Subsubsection 12.1.2.5 Turing Machine
A Turing Machine is an expansion of an FSM, which includes infinite tape memory representing both the input and output streams (shared stream). Unlike all other FSMs, a Turing machine can alter the input/output stream, and as such, it is capable of simulating any algorithm. Turing machines are the theoretical foundation for modern computation (any general-purpose computer executing any algorithm can be modeled as a Turing Machine).

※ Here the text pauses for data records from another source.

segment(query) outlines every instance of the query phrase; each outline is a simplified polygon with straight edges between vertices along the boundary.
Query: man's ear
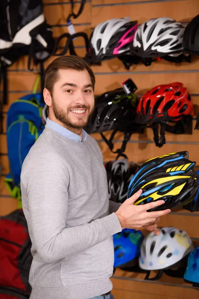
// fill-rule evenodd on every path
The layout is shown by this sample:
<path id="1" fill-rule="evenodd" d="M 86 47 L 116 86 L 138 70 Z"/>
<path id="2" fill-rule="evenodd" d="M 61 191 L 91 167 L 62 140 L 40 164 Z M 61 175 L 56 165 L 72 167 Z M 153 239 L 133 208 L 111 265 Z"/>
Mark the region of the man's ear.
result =
<path id="1" fill-rule="evenodd" d="M 44 88 L 43 95 L 45 103 L 48 106 L 51 106 L 52 105 L 52 97 L 49 91 L 46 88 Z"/>

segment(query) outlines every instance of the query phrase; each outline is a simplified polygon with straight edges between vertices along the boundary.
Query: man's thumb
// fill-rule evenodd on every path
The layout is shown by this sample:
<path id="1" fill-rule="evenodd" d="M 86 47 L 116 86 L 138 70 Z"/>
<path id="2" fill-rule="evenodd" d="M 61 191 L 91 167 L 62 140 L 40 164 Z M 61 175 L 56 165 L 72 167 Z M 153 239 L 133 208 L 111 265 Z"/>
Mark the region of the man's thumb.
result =
<path id="1" fill-rule="evenodd" d="M 134 194 L 133 195 L 132 195 L 132 196 L 131 196 L 129 198 L 127 198 L 124 201 L 124 202 L 126 202 L 126 203 L 127 203 L 128 204 L 133 204 L 135 202 L 135 201 L 139 198 L 139 197 L 140 196 L 142 193 L 142 190 L 141 189 L 140 189 L 135 194 Z"/>

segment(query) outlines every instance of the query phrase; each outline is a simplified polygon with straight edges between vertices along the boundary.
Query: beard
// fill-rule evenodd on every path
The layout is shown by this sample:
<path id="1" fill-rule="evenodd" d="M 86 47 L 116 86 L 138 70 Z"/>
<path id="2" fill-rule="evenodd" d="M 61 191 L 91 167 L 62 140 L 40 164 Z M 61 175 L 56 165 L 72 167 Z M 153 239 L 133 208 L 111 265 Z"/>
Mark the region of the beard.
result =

Finite state machines are a foundational concept in computer science, often associated with tasks related to system designs (circuits and digital computers, algorithms, etc.). However, the vast and rich domain of applications of state machines extends far beyond simple simulations to the full control logic of complex industrial processes and workflows. These tasks can vary in complexity, ranging from a simple parity check to managing traffic patterns, a programming language compiler, or natural language recognition and processing.
State machines offer a structured way to model systems with discrete states and transitions. Different variants, such as the Mealy machine and Moore machine, have distinct characteristics and, as such, can adapt to various applications.